= Iollas =

Son of Antipater, accused of murdering Alexander the Great

Iollas or Iolaos (Greek: Ἰόλλας or Ἰόλαος; lived 4th century BC) was the son of Antipater and the brother of Cassander, king of Macedon. He was one of the royal youths who, according to the Macedonian custom, held offices about the king's person and was cup-bearer to Alexander the Great during the period of his last illness (323 BC).

For those commentators on Alexander's death who adopted the idea of the king having been poisoned, Iollas is considered to be the person who actually administered the fatal draught at the banquet given to Alexander by Medius, who, according to this story, was an intimate friend of Iollas, and had been induced by him to take part in the plot.

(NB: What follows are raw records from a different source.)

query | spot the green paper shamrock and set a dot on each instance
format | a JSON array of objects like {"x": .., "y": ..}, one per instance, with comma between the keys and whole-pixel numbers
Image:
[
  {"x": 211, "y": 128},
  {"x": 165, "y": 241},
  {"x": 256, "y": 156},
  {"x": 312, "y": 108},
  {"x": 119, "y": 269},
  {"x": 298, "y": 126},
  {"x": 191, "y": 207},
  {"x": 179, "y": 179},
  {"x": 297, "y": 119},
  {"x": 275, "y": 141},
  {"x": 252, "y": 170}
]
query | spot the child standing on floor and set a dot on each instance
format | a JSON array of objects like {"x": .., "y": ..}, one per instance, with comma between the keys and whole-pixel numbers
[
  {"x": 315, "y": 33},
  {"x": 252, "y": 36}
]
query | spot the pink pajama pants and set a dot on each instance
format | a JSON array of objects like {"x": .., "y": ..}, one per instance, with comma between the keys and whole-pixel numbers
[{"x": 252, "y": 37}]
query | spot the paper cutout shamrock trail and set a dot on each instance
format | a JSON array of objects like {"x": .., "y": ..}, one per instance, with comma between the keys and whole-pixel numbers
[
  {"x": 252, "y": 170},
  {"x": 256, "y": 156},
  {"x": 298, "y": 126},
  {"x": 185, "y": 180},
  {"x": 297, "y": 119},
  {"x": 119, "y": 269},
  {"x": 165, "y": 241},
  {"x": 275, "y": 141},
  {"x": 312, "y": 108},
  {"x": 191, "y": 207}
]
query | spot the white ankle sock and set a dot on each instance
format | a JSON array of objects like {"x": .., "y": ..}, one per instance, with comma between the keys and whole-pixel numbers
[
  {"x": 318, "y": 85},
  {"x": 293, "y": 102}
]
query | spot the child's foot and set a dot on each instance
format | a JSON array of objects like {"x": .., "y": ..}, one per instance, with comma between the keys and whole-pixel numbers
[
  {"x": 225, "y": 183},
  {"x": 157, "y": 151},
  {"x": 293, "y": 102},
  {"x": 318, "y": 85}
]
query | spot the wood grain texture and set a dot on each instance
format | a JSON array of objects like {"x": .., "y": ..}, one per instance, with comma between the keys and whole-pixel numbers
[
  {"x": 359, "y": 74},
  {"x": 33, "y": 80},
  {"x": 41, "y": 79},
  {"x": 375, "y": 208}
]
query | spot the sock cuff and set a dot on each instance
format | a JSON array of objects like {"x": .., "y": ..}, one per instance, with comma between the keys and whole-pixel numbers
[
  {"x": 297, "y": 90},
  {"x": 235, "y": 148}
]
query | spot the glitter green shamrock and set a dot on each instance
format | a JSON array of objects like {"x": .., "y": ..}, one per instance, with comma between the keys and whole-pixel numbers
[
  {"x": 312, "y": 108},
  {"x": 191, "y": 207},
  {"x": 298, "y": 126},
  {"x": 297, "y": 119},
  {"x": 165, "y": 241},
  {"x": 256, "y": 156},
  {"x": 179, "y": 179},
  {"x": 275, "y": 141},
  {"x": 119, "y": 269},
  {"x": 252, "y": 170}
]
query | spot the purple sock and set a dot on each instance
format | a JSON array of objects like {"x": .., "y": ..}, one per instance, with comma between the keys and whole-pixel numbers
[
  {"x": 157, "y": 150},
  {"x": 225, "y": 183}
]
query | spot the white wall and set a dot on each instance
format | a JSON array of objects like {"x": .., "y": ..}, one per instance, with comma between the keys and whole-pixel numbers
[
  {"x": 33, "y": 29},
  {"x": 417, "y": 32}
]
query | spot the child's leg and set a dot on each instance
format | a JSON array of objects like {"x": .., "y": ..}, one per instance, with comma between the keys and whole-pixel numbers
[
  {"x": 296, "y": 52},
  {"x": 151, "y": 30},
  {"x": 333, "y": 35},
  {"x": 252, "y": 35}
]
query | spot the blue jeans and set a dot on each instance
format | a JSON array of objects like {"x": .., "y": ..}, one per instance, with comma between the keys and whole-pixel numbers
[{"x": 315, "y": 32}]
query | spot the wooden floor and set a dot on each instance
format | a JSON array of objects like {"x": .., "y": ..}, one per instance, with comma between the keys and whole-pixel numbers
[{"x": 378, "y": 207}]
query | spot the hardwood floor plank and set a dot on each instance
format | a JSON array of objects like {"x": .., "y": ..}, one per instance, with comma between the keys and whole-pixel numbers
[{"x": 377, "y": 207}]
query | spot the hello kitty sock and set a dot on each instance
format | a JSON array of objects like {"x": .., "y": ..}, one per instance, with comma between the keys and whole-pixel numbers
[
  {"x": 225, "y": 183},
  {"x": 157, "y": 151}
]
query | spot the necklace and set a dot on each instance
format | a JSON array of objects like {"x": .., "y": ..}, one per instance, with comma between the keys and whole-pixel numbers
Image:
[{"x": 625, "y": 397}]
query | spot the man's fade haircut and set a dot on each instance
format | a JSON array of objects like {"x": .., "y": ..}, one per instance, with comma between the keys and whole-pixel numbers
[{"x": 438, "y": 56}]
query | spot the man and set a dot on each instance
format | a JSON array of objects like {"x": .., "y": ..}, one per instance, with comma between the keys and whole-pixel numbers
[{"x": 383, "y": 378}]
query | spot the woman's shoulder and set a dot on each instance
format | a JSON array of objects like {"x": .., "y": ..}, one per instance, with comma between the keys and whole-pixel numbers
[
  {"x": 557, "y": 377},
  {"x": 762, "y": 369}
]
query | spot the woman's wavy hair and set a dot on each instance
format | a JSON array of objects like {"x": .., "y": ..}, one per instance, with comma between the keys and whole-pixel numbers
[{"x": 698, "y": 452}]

Plutarch wrote that this version of events was never heard of until six years after Alexander's death (317 BC), when Olympias availed herself of this as an excuse for the cruelties she exercised upon the friends and supporters of Antipater. By that time Iollas was already dead, but she instructed that his grave be opened and desecrated with every mark of indignity.

The date and nature of Iollas' death is not mentioned anywhere. The last he is heard of is in 322 BC, when he accompanied his sister Nicaea to Asia, where she was married to Perdiccas. Hyperides proposed that the marriage was a reward to Iollas for being the murderer of Alexander.